Ich halte diese Sorge für unbegründet. Wir wollen, dass behinderte Kinder in Hamburg in die normalen Kitas gehen, nur so ist Integration möglich. Zusätzlich zur Grundbetreuung finanziert die Stadt dafür spezielles Personal und Material mit bis zu 5000 Euro im Monat pro Kind. Hierfür werden die Eltern behinderter Kinder auch zukünftig keinen Eigenanteil bezahlen. Das Kind zu Hause betreuen zu lassen wäre für die Eltern viel teurer und Berufstätigkeit kaum möglich. Und ich möchte nicht wieder, dass Kinder nur deswegen in Sondersysteme wie Heime müssen! Zudem berücksichtigen wir die steuerlichen Vorteile für Eltern behinderter Kinder, die wir bei der Beitragsbemessung außen vor lassen.

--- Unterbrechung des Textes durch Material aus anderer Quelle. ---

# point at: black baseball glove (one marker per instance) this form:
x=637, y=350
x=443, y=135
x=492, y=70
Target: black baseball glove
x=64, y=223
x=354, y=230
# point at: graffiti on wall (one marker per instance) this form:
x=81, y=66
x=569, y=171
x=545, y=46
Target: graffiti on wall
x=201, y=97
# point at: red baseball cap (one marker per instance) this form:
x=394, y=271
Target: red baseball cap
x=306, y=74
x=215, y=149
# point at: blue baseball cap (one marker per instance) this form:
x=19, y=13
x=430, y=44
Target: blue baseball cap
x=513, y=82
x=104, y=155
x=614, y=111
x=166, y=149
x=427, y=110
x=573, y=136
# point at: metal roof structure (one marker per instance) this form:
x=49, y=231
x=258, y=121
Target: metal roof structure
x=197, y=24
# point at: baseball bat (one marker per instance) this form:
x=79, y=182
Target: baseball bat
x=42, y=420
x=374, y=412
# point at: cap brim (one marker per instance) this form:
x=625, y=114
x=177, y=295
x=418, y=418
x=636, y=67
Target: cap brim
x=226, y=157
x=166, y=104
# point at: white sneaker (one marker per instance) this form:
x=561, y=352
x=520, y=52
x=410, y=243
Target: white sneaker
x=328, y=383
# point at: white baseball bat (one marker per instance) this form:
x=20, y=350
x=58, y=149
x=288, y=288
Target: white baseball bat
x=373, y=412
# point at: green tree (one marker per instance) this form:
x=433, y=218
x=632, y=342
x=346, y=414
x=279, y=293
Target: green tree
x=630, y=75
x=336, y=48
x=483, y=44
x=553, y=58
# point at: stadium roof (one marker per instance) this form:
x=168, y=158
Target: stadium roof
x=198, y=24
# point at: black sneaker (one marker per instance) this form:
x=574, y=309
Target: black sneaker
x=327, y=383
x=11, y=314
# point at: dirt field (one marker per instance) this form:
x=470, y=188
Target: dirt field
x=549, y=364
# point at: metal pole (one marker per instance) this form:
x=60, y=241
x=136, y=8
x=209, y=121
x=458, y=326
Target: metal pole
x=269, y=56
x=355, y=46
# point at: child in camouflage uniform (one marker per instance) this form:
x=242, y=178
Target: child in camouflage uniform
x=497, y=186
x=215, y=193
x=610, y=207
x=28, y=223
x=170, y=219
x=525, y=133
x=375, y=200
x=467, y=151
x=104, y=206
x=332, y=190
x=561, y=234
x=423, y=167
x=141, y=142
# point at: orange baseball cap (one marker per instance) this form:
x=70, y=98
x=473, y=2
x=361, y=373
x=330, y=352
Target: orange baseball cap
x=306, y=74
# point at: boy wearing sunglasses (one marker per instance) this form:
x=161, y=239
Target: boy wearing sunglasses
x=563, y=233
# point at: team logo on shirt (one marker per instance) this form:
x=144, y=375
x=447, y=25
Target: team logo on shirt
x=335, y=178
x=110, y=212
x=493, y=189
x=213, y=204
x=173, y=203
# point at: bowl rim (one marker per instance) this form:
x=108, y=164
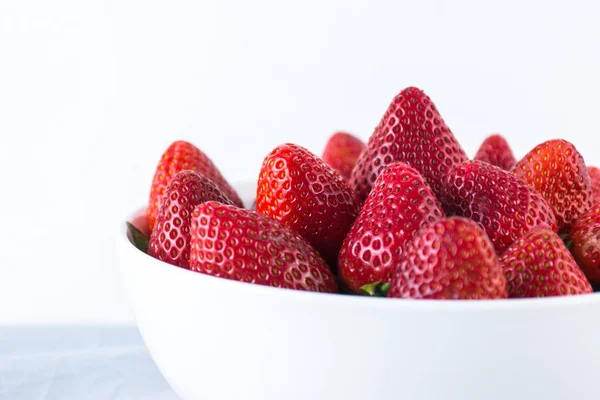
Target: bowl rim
x=349, y=300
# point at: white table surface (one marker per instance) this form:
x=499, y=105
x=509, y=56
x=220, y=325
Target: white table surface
x=78, y=363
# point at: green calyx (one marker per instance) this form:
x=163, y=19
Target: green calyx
x=139, y=239
x=376, y=289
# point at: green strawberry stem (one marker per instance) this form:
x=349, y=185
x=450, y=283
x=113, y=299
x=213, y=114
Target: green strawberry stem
x=566, y=239
x=139, y=239
x=376, y=289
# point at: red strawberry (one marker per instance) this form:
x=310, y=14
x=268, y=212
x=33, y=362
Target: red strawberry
x=585, y=240
x=505, y=206
x=450, y=259
x=180, y=156
x=170, y=237
x=399, y=204
x=539, y=265
x=557, y=171
x=411, y=131
x=298, y=189
x=594, y=174
x=496, y=151
x=341, y=152
x=243, y=245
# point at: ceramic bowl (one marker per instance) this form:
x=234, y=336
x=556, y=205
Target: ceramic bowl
x=218, y=339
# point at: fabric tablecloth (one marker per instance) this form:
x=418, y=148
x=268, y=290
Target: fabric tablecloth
x=49, y=363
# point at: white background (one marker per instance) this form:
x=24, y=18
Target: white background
x=92, y=92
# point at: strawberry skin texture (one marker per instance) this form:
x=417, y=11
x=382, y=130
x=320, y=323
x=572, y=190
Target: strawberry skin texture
x=449, y=260
x=341, y=152
x=243, y=245
x=558, y=172
x=496, y=151
x=170, y=237
x=505, y=206
x=399, y=204
x=298, y=189
x=585, y=238
x=594, y=174
x=540, y=265
x=411, y=131
x=181, y=156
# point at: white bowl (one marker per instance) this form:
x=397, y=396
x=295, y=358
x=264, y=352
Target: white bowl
x=216, y=339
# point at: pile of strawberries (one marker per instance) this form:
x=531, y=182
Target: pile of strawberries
x=406, y=215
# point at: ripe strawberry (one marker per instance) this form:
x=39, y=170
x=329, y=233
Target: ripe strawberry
x=411, y=131
x=170, y=237
x=298, y=189
x=450, y=259
x=539, y=265
x=179, y=156
x=585, y=240
x=243, y=245
x=341, y=151
x=594, y=174
x=557, y=171
x=399, y=204
x=496, y=151
x=505, y=206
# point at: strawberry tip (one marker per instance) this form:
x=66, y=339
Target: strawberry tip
x=376, y=289
x=137, y=237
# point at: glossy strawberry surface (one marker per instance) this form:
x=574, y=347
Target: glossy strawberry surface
x=449, y=259
x=504, y=205
x=170, y=237
x=342, y=151
x=411, y=131
x=181, y=156
x=585, y=241
x=558, y=172
x=496, y=151
x=399, y=204
x=243, y=245
x=594, y=173
x=540, y=265
x=298, y=189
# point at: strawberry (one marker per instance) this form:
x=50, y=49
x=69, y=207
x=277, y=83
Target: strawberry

Diese Maßnahme soll wenige Millionen sparen. Gleichzeitig erwägt der Senat, 1,5 Milliarden in eine Uni auf den Kleinen Grasbrook zu stecken.
Diesen Beschluss gibt es nicht. Aber es ist einfach und billig, Dinge in der Politik gegeneinander aufzurechnen. Wir brauchen aber exzellente Unis und Kitas für den Nachwuchs. Zudem wird unterschätzt, welche Summen wir politisch bewusst in den Kita-Bereich stecken: Wir sind bei 450 Millionen Euro, allein im vergangenen Jahr haben wir um 27 Millionen erhöht. Das ist mehr Geld für Kitas, als die gesamte Kulturbehörde zur Verfügung hat. Außerdem werden wir mehr zahlen, weil das Kita-Personal besser bezahlt wird. Auch das haben viele Eltern gefordert.
Sind Kitas nicht eher Aufgabe der Bildungsbehörde anstelle der Sozialbehörde?
Bei der Vereinbarkeit von Beruf und Familie sind Kitas wesentlich weiter als die Schulen: Dort kann man seine Kinder nicht mal eine Stunde früher bringen oder abends länger lassen, weil man zur Arbeit muss.
Bereits im Jahr 2005 hat Ihre Vorgängerin nach Gebührenerhöhungen gesagt: Jetzt ist Schluss. Sagen Sie das jetzt auch?
Auch Kitas werden teurer, es wäre politisch unseriös für alle Zeiten Erhöhungen von Elternbeiträgen auszuschließen.
Was macht Hamburg kinderfreundlich?
Ich glaube nicht, dass die Erwartung lautet: familienfreundlich ist, wenn alles kostenlos ist. Wichtig ist, dass es die Angebote gibt, die Familien brauchen, und dass sie flexibel sind, dass sie auf den Bedürfnissen der Familien aufbauen. Das gilt für Kitas, das Berufsleben und die ganze Stadt.